Eventually Mary discovers her bedridden cousin Colin (Charlie Ibsen, alternating with Andrew Apy), Archibald and Lily's son. He's kept hidden away, it seems, at the bidding of Archibald's younger brother, Dr. Neville Craven (Noel Anthony), who not only secretly loved Lily but also covets the estate. Mary also discovers Lily's garden, which has been locked behind a tall wall ever since her death. Thanks to her efforts, along with help from the three servants, she revives the garden, helps restore Colin to health and finally rouses Archibald from his depression.

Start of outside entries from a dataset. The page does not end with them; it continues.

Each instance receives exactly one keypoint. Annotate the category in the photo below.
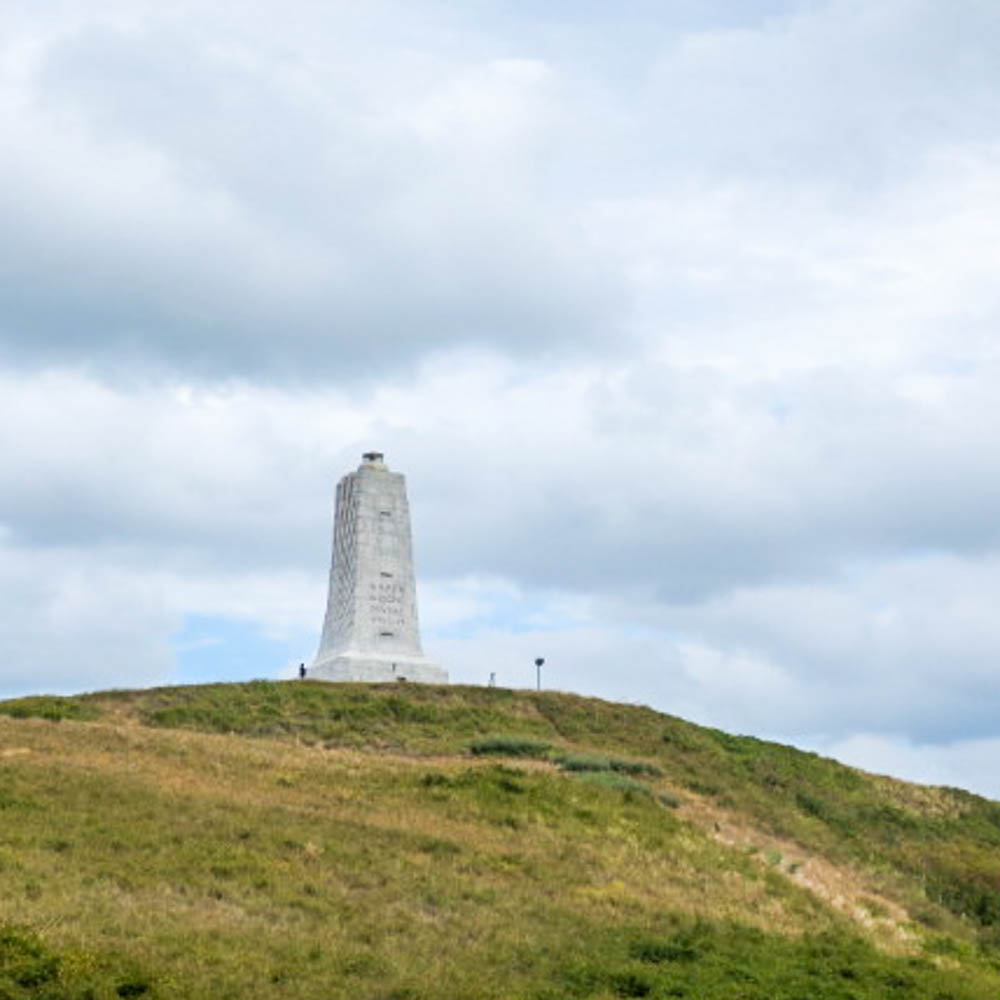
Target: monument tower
(370, 632)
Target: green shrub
(509, 746)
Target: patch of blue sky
(209, 648)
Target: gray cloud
(681, 324)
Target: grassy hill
(304, 840)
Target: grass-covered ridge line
(310, 840)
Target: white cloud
(680, 323)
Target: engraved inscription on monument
(371, 632)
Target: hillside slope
(307, 840)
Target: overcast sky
(680, 317)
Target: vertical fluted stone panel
(371, 632)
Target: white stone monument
(370, 632)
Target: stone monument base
(356, 666)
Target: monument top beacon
(371, 631)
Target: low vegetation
(309, 840)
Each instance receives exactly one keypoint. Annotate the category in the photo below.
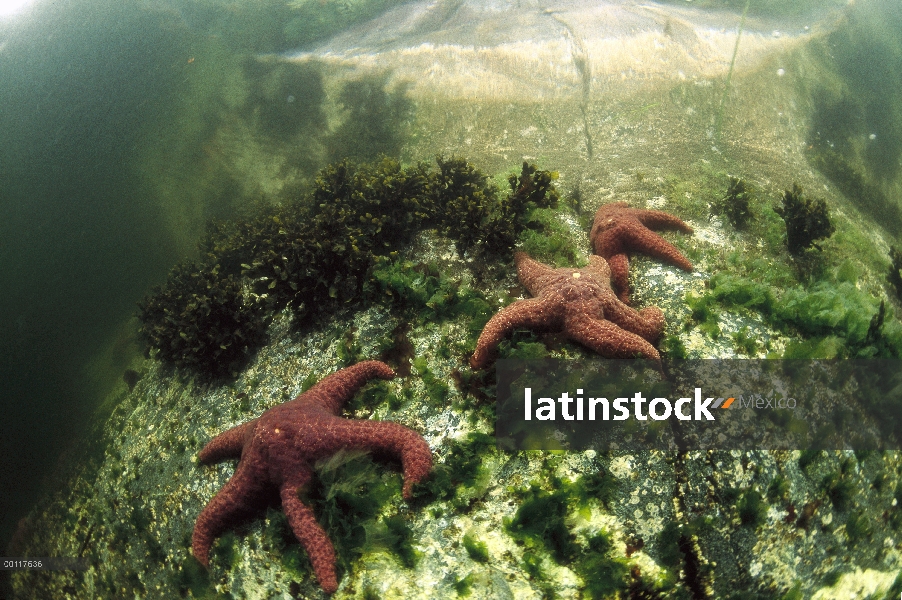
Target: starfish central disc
(579, 304)
(618, 229)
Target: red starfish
(618, 229)
(579, 303)
(278, 451)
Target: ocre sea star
(278, 451)
(617, 229)
(579, 303)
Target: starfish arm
(657, 219)
(599, 269)
(333, 391)
(620, 275)
(533, 313)
(607, 339)
(227, 444)
(647, 323)
(531, 272)
(388, 438)
(652, 244)
(312, 537)
(238, 500)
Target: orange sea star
(278, 451)
(618, 229)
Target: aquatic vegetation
(477, 550)
(472, 213)
(319, 253)
(735, 205)
(895, 270)
(807, 220)
(540, 520)
(203, 320)
(270, 465)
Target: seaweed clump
(807, 220)
(316, 254)
(203, 320)
(895, 270)
(736, 204)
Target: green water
(115, 125)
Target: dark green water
(79, 242)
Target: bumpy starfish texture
(618, 229)
(579, 303)
(278, 451)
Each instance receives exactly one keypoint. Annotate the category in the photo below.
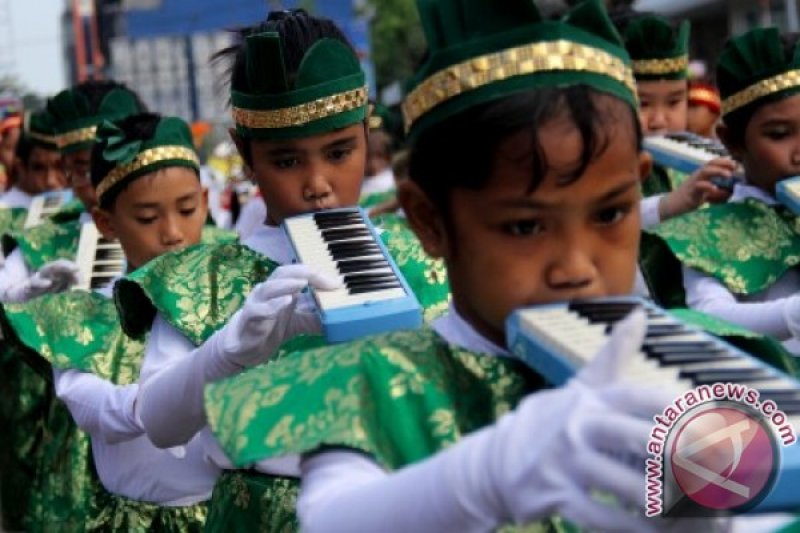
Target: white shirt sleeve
(708, 295)
(347, 491)
(648, 209)
(100, 408)
(13, 273)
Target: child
(47, 251)
(660, 64)
(145, 172)
(738, 257)
(704, 109)
(304, 157)
(525, 172)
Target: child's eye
(289, 162)
(611, 215)
(339, 154)
(523, 228)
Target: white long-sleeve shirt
(127, 463)
(769, 312)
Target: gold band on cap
(48, 139)
(303, 113)
(661, 66)
(480, 71)
(76, 136)
(144, 159)
(763, 88)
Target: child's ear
(102, 219)
(645, 165)
(423, 217)
(724, 134)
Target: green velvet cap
(754, 68)
(658, 51)
(75, 121)
(40, 130)
(480, 51)
(328, 91)
(170, 146)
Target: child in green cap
(739, 257)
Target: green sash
(45, 242)
(747, 246)
(73, 330)
(12, 219)
(196, 290)
(376, 198)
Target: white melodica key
(313, 248)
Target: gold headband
(144, 159)
(518, 61)
(303, 113)
(76, 136)
(763, 88)
(661, 66)
(48, 139)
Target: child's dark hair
(135, 127)
(298, 31)
(737, 121)
(460, 152)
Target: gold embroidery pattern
(76, 137)
(553, 56)
(661, 66)
(781, 82)
(303, 113)
(145, 159)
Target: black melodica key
(686, 358)
(339, 234)
(739, 375)
(354, 252)
(357, 265)
(359, 289)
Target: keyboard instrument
(45, 204)
(685, 152)
(557, 340)
(99, 260)
(374, 298)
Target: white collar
(272, 242)
(743, 191)
(455, 330)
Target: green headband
(40, 131)
(481, 51)
(754, 66)
(76, 123)
(329, 91)
(171, 146)
(658, 51)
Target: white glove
(170, 403)
(56, 276)
(268, 318)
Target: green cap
(170, 146)
(327, 92)
(755, 66)
(480, 50)
(40, 130)
(76, 123)
(658, 51)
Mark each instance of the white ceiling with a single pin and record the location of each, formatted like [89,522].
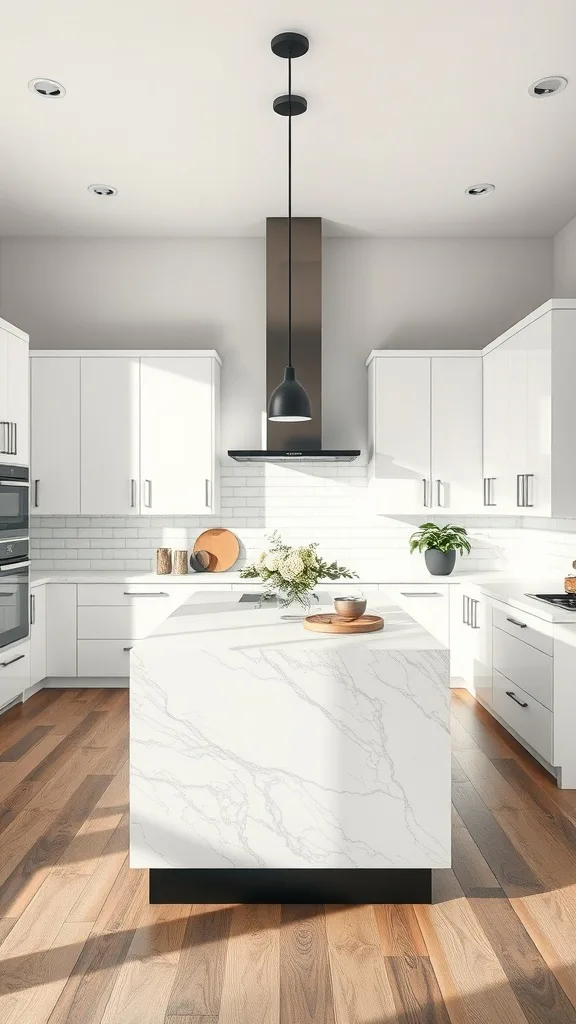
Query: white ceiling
[170,101]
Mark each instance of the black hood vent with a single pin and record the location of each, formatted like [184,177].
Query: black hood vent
[295,441]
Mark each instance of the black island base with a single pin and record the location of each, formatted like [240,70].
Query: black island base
[247,885]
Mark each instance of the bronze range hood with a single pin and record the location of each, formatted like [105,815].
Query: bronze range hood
[295,441]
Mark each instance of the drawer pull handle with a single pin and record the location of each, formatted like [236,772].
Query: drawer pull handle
[416,593]
[4,665]
[146,593]
[513,697]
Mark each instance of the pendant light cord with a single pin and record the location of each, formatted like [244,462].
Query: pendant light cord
[289,210]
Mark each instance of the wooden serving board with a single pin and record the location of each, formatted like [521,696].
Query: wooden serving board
[222,547]
[334,624]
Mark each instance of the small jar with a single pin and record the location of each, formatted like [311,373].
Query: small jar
[164,561]
[180,562]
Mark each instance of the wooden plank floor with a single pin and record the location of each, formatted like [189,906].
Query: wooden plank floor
[79,943]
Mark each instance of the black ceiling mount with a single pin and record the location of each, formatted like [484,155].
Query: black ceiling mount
[290,105]
[289,44]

Costumes by Fumiko Bielefeldt help to distinguish the ghosts from the live people. Besides Noonan as Lily, the ghosts are played by Sharon Rietkerk as Rose Lennox, her sister and Mary's mother; Robert Brewer as Capt. Albert Lennox, Mary's father; Mrigendra Steiner as Ayah, Mary's nanny; and Adam Theodore Barry as Fakir, a mystic. Other live characters are portrayed by Leanne Borghesi as Mrs. Medlock, the dour housekeeper; and Steiner as a headmistress.

Joe Ragey's fluid scenic design, complemented by Pamila Z. Gray's lighting and Jeff Mockus's sound, helps the action move smoothly. The minimal choreography is nicely done by Molly Bell. All of the performers are excellent singers and actors, but Wahler deserves extra kudos as Mary.This poised sixth-grader, who already has impressive credits, is totally believable in the role, a real pro. Except for Brightman, who needs to bring his Dickon portrayal down a notch or two, all of the performers excel in solos. They also blend well. This is especially true of Cassidy and Anthony in "Lily's Eyes."

This return of "The Secret Garden" is most welcome, a fine way to celebrate a festive season.